Q: What was one of the greatest moments of your career?

A:
I worked in labor and delivery for 17 years in Jacksonville, Fla. I came in one morning to hear that there was a young patient, pregnant with twins, who was sent to the ICU with pulmonary edema, and that she might need a C-section. Before the off-going CRNA could leave, the patient’s condition deteriorated drastically and she was sent to us for an emergency C-section. It’s always nice to have extra hands available when trouble strikes and this was no different. After the patient was put under general anesthesia, she went into cardiac arrest. This was only the second time that I have done CPR in the operating room. With the speed of a skillful surgeon and the support of a great CRNA/MD anesthesia team we were able to effectively deliver the two babies and successfully resuscitate the mother. It was a fantastic day when that patient came back to visit us several months later to show us her two young babies! Though I can’t mention her name, I still remember it 10 years later.

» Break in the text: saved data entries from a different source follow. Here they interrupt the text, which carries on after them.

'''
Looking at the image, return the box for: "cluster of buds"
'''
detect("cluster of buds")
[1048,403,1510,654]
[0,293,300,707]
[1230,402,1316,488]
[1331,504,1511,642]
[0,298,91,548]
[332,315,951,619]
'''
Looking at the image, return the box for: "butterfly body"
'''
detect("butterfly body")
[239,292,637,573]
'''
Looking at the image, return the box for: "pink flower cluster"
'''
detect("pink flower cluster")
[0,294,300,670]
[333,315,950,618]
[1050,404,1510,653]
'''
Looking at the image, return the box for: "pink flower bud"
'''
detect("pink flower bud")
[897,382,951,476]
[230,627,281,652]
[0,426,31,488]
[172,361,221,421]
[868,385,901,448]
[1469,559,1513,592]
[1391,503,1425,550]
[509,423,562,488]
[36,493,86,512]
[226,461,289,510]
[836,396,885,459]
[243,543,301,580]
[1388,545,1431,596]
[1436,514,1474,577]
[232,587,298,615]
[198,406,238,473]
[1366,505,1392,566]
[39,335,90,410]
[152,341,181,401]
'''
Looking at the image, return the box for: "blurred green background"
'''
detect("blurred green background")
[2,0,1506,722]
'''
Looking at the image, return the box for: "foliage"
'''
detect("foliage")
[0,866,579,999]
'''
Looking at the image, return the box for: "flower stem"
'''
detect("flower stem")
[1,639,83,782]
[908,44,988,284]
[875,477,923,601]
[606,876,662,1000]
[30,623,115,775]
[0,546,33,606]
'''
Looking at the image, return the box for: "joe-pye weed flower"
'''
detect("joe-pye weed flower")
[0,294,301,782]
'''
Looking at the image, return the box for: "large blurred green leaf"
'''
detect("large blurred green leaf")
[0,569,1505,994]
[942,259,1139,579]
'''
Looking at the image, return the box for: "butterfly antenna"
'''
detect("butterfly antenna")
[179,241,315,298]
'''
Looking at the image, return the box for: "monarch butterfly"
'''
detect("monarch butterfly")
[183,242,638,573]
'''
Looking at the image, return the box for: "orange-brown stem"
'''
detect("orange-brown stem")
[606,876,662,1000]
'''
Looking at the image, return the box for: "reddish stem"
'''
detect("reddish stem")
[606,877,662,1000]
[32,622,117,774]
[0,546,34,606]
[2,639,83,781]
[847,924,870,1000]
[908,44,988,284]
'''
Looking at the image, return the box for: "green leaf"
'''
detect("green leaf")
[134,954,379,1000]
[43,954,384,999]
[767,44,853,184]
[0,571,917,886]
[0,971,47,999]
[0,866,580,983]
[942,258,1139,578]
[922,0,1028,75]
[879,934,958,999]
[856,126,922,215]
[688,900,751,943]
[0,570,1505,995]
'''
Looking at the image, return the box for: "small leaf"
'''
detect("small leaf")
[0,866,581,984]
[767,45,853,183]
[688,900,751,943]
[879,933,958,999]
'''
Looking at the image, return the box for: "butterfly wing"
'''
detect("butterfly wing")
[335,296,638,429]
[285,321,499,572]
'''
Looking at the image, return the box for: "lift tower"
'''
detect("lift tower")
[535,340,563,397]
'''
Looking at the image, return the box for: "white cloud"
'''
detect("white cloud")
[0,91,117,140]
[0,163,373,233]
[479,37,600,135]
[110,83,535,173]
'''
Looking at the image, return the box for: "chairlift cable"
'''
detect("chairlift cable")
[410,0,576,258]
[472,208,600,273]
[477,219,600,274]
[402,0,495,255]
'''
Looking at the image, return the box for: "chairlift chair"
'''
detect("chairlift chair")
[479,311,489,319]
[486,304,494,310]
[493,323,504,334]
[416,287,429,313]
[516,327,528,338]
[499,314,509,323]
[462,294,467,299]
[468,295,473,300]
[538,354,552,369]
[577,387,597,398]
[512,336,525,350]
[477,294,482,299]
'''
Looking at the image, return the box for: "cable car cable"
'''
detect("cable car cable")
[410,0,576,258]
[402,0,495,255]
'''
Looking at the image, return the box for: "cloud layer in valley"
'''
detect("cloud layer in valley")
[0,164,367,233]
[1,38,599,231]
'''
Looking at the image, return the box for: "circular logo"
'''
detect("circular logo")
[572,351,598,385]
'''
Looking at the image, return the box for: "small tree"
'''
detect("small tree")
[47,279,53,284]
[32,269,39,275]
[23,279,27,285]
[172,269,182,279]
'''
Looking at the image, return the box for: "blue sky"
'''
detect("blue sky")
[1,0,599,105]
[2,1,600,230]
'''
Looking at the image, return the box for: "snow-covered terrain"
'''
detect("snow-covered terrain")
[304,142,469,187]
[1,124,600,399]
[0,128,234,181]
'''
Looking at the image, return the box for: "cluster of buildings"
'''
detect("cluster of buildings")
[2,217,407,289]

My greatest personal moment of my career is when I attended the graduation ceremony of my daughter, Heather, from Jacksonville University with her BSN (she is now a nurse practitioner). As a child, she would often ask me why I had to leave home in the middle of the night to go to work. Once when she was about six years old, she asked me what I did for a living. I replied that I was a nurse. She told me that mommy was a nurse, and that I was a doctor. I had to correct her in the fact that both mommy and daddy were nurses.

Q: How has nursing impacted your life?

A:
Nursing has allowed me to come into the lives of many people and make a profound difference during a very stressful time. I have kept every card and letter sent to me from former patients. Whether it is delivering an epidural for pain relief in a laboring mother or calming the fears of a patient who is worried that they won’t wake up after surgery, the nurse anesthetist can provide that extra bit of care that only nurses can provide.

The changes in nursing since the early 1970s have provided me with tremendous opportunities. When I became an RN, the choice of work settings was either the hospital or a doctor’s office. Nurses today have a wide range of work settings to choose from. Today, I own a contract anesthesia company and have written a book – The Intelligent Nurse. Compared to the 1970s, nursing in this century is wide open. The only limits that a nurse has today are the limits they place on themselves.